When all companies are demanding low prices on goods it does not matter if one factory want to treat their workers right, they alone cannot change anything. If they wish to compete with the other factories they cannot pay their workers to much, since increasing the salaries raises the production cost. It will cost a lot more to produce the goods, while the companies are still going to give very low prices for the products. If the factory owner pays the workers more, the factory will make less profit and the winnings are slim to begin with. If there is going to be a change I do not think that it is up to the factory owners. Sure, the factory owners could go together and form a united front against the companies and demand higher prices for their goods, but why would they? The factory owners are making some money as it is and that they would risk what they have got for the sake of their workers, is highly unlikely. I believe that the change must come from the companies. The problem is how you are to get the companies to want to alter. They are the ones making the biggest profit in all this. The disturbing thing is that the companies do not seem to care about their workers at all. For example, the companies send supervisors to the factories and their official duty is to scrutinize if the factories fulfill the demands and standards of conditions for the workers. That appear to be an attempt to ensure the laborers their rights. However, in interviews done with workers and mangers of the factories, many of them have said that the supervisors do not really care about the wages and working conditions, but they are rather there to check up on the quality of the products. The companies are most concerned about the money, that is the cold hard truth.

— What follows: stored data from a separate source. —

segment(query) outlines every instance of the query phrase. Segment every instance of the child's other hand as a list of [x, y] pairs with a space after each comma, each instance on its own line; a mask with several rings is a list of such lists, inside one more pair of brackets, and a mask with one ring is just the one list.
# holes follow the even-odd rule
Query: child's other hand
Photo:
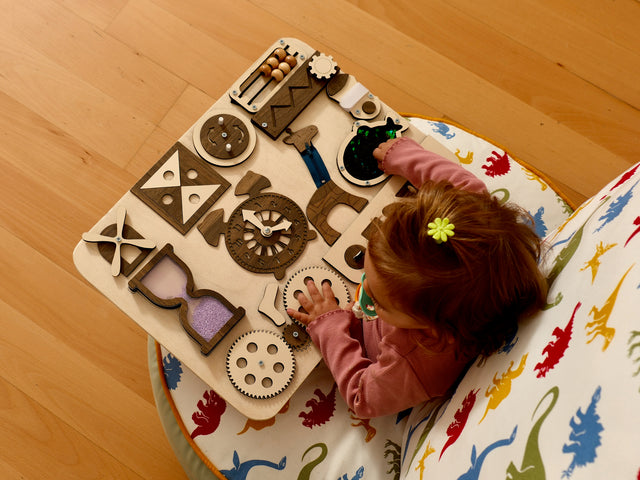
[[387, 140], [386, 142], [381, 143], [380, 145], [378, 145], [378, 147], [373, 151], [373, 158], [375, 158], [378, 161], [378, 168], [382, 171], [384, 171], [383, 168], [383, 163], [384, 163], [384, 157], [387, 154], [387, 152], [389, 151], [389, 149], [391, 148], [391, 146], [396, 143], [398, 140], [400, 140], [399, 138], [390, 138], [389, 140]]
[[307, 282], [307, 290], [309, 290], [310, 298], [307, 298], [302, 292], [296, 297], [298, 302], [300, 302], [300, 306], [304, 308], [307, 313], [287, 308], [287, 314], [299, 322], [308, 325], [323, 313], [332, 312], [339, 308], [336, 296], [329, 282], [322, 282], [322, 292], [320, 292], [314, 281], [309, 280], [309, 282]]

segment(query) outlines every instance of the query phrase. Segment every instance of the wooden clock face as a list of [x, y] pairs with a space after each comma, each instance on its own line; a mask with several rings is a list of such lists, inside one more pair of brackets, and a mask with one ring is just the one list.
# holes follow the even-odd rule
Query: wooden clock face
[[315, 236], [295, 202], [265, 193], [245, 200], [231, 213], [225, 242], [238, 265], [251, 272], [273, 273], [280, 280]]

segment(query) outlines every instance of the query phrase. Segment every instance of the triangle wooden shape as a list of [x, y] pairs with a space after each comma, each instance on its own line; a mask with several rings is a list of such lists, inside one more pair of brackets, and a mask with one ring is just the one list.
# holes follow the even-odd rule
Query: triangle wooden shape
[[[178, 142], [131, 193], [185, 235], [230, 185], [209, 163]], [[192, 195], [197, 195], [196, 203], [192, 203], [196, 200]]]

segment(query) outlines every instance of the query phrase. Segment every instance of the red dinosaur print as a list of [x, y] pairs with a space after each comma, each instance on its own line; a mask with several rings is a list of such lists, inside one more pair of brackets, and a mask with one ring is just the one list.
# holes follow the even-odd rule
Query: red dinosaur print
[[549, 370], [553, 369], [560, 359], [564, 356], [564, 352], [569, 348], [569, 341], [571, 340], [571, 333], [573, 332], [573, 320], [576, 317], [576, 312], [580, 308], [582, 303], [578, 302], [576, 308], [573, 309], [573, 314], [569, 319], [569, 323], [564, 329], [560, 327], [556, 327], [553, 329], [553, 336], [556, 337], [555, 340], [551, 340], [546, 347], [542, 350], [542, 354], [546, 354], [547, 357], [540, 363], [538, 363], [534, 370], [538, 373], [536, 374], [537, 378], [541, 378], [547, 375]]
[[227, 402], [213, 390], [204, 392], [203, 397], [207, 403], [205, 404], [202, 400], [199, 400], [198, 409], [200, 411], [193, 412], [193, 415], [191, 415], [191, 419], [198, 425], [191, 433], [191, 438], [215, 432], [220, 425], [220, 417], [227, 409]]
[[316, 388], [313, 392], [318, 397], [318, 400], [312, 398], [308, 400], [304, 405], [311, 408], [309, 412], [300, 412], [298, 417], [303, 418], [302, 425], [305, 427], [313, 428], [318, 425], [324, 425], [333, 417], [333, 412], [336, 410], [336, 389], [338, 385], [333, 384], [333, 388], [328, 395], [322, 393], [322, 390]]
[[626, 242], [624, 242], [624, 246], [625, 246], [625, 247], [627, 246], [627, 243], [629, 243], [629, 242], [631, 241], [631, 239], [632, 239], [633, 237], [635, 237], [635, 236], [638, 234], [638, 232], [640, 232], [640, 217], [636, 217], [636, 219], [633, 221], [633, 224], [634, 224], [634, 225], [638, 225], [638, 228], [636, 228], [636, 229], [633, 231], [633, 233], [632, 233], [631, 235], [629, 235], [629, 238], [627, 238], [627, 241], [626, 241]]
[[509, 156], [507, 153], [500, 155], [495, 150], [491, 152], [491, 157], [487, 158], [489, 165], [482, 165], [488, 177], [499, 177], [509, 173], [511, 170], [511, 163], [509, 162]]
[[454, 420], [447, 427], [447, 435], [449, 436], [449, 439], [447, 440], [447, 443], [444, 444], [444, 447], [442, 447], [440, 458], [442, 458], [444, 451], [451, 445], [453, 445], [462, 434], [462, 430], [464, 430], [464, 427], [467, 424], [467, 420], [469, 419], [471, 409], [476, 403], [476, 394], [479, 391], [480, 389], [475, 391], [471, 390], [469, 393], [467, 393], [467, 396], [464, 397], [464, 400], [462, 400], [462, 406], [458, 410], [456, 410], [456, 413], [453, 414]]
[[623, 183], [625, 183], [627, 180], [629, 180], [631, 177], [633, 177], [636, 173], [636, 170], [638, 169], [638, 167], [640, 167], [640, 164], [636, 165], [635, 167], [633, 167], [631, 170], [627, 170], [626, 172], [624, 172], [622, 174], [622, 176], [620, 177], [620, 180], [618, 180], [616, 182], [616, 184], [611, 187], [609, 189], [609, 191], [614, 190], [616, 188], [618, 188], [620, 185], [622, 185]]

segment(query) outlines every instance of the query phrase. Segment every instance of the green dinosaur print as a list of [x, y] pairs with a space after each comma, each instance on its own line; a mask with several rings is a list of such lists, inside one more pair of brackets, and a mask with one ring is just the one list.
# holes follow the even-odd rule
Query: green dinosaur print
[[[433, 429], [433, 426], [436, 424], [436, 420], [438, 420], [440, 418], [438, 416], [438, 414], [440, 413], [440, 410], [442, 409], [442, 407], [444, 407], [444, 406], [449, 404], [449, 400], [450, 399], [448, 399], [448, 398], [435, 398], [431, 402], [429, 402], [429, 403], [434, 402], [434, 406], [431, 409], [431, 413], [429, 413], [429, 416], [426, 418], [426, 419], [428, 419], [427, 425], [425, 426], [424, 431], [422, 432], [422, 434], [420, 435], [420, 438], [418, 439], [418, 444], [416, 445], [416, 449], [413, 452], [413, 456], [411, 457], [411, 460], [409, 461], [409, 465], [411, 465], [413, 463], [413, 459], [416, 458], [416, 455], [420, 451], [420, 448], [422, 447], [422, 444], [427, 439], [427, 436], [429, 436], [429, 433], [431, 433], [431, 430]], [[426, 419], [421, 420], [420, 423], [422, 423]], [[415, 428], [418, 428], [418, 425], [416, 425]], [[408, 444], [409, 444], [409, 442], [407, 441], [407, 446], [408, 446]]]
[[315, 443], [307, 448], [307, 450], [302, 454], [302, 459], [304, 460], [304, 457], [307, 455], [307, 453], [309, 453], [309, 451], [311, 451], [311, 449], [315, 447], [320, 447], [320, 455], [318, 455], [316, 459], [310, 461], [304, 467], [302, 467], [302, 470], [300, 470], [300, 473], [298, 474], [298, 480], [309, 480], [309, 478], [311, 477], [311, 471], [319, 464], [321, 464], [327, 457], [327, 453], [329, 452], [327, 445], [324, 443]]
[[566, 267], [569, 264], [569, 261], [573, 258], [573, 255], [578, 250], [578, 247], [580, 246], [580, 242], [582, 241], [582, 234], [584, 232], [584, 227], [587, 225], [587, 223], [589, 223], [589, 220], [591, 220], [591, 217], [593, 217], [593, 215], [595, 215], [595, 213], [600, 209], [600, 207], [602, 207], [602, 205], [608, 202], [610, 198], [611, 197], [606, 197], [604, 200], [602, 200], [602, 202], [600, 202], [600, 205], [596, 207], [596, 209], [591, 213], [591, 215], [589, 215], [589, 218], [587, 218], [587, 220], [580, 226], [580, 228], [576, 230], [576, 232], [573, 234], [569, 242], [565, 245], [565, 247], [560, 251], [558, 256], [555, 258], [555, 260], [553, 261], [553, 267], [551, 268], [551, 271], [547, 276], [547, 283], [549, 285], [549, 288], [551, 288], [551, 285], [553, 285], [553, 282], [556, 280], [556, 278], [558, 278], [558, 275], [560, 275], [562, 270], [564, 270], [564, 267]]
[[544, 399], [549, 395], [552, 395], [551, 403], [542, 415], [540, 415], [540, 418], [536, 423], [533, 424], [531, 432], [529, 432], [529, 438], [527, 438], [527, 444], [525, 446], [520, 469], [511, 462], [507, 467], [506, 480], [545, 480], [547, 478], [544, 471], [544, 463], [542, 461], [542, 455], [540, 454], [540, 445], [538, 444], [538, 441], [540, 428], [542, 428], [542, 424], [551, 413], [551, 410], [553, 410], [553, 407], [555, 407], [559, 394], [560, 391], [558, 387], [553, 387], [538, 402], [538, 405], [533, 411], [532, 418], [535, 416]]

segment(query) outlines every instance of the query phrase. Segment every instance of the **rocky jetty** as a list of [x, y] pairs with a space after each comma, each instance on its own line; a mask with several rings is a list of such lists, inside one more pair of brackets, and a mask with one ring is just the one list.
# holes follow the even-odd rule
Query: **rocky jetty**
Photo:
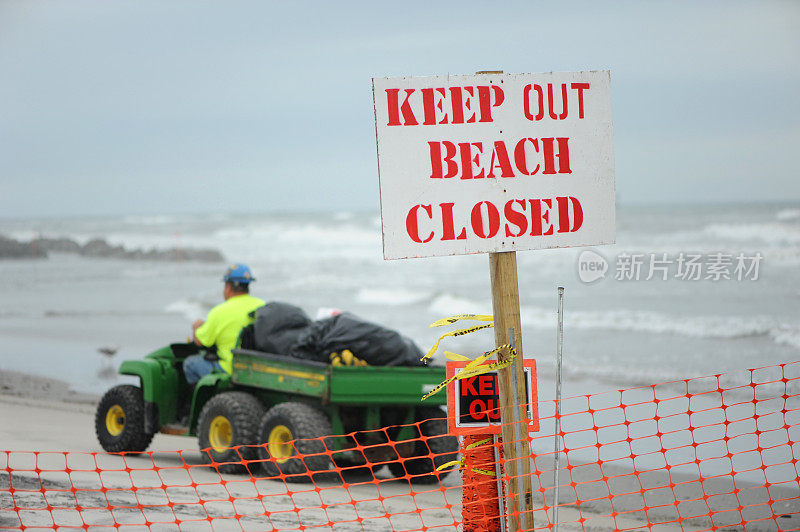
[[19, 242], [0, 235], [0, 259], [43, 259], [47, 252], [31, 242]]
[[69, 238], [37, 238], [31, 241], [45, 251], [57, 253], [80, 253], [81, 245]]
[[76, 253], [84, 257], [124, 260], [153, 260], [179, 262], [222, 262], [225, 257], [216, 249], [170, 248], [170, 249], [125, 249], [113, 246], [102, 238], [95, 238], [84, 245], [69, 238], [35, 238], [21, 242], [0, 235], [0, 259], [47, 258], [49, 252]]

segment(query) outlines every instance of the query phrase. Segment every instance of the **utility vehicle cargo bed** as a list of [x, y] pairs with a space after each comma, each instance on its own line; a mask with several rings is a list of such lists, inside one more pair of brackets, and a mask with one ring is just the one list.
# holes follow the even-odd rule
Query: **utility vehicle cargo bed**
[[[233, 350], [233, 382], [318, 397], [323, 403], [411, 405], [445, 379], [441, 366], [331, 366], [285, 356]], [[443, 405], [444, 393], [425, 401]]]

The poor people in China often have a quite low quality of education if they have any. In the education received I have it hard to believe that workers rights and the politics surrounding business and economy are a part of it. It is hard to know something that you have never been thought. As I wrote before, “How are they to effect the injustices that they experience, when they have never heard about such a thing as a labor unions? It is hard to hope and work for a change when you have no idea that things can be different and that they are in other places.” The thing about labor unions in China is that they are illegal, as are demonstrations of any sort. If the poor laborers have even heard about labor unions and strikes, they surely heard that they are considered to be a crime too. People usually trusts in what the state tells them and many therefore confuse laws with morality. Just because something is illegal and wrong in the judicial sense, it does not have to mean that it is morally incorrect, just as something that is legal can be highly unethical. For example, starting a labor union and going on strike is punishable by law, but if you want to exploit human beings for your own winning there are more than enough loopholes in the legislation for that. Following the law and being morally correct does not have to be the same thing, neither does being seen as a criminal and being morally incorrect. But why do the Chinese state allow the factories to exploit their workers and even worse, why do they prohibit the laborers to take action against this? I believe that the reason is money and power. If the conditions were not as favorable as they are for the companies in China, they might move their factories somewhere else and that would mean less business for the nation. The Chinese leaders have therefore negotiated with companies to ensure them that their factories and the conditions there will remain as they are. The state does this directly by making worker-empowering action such as the forming of labor unions and demonstrations, illegal, but they are also do it indirectly by keeping their population uneducated about worker's right and international standards of work-place environment.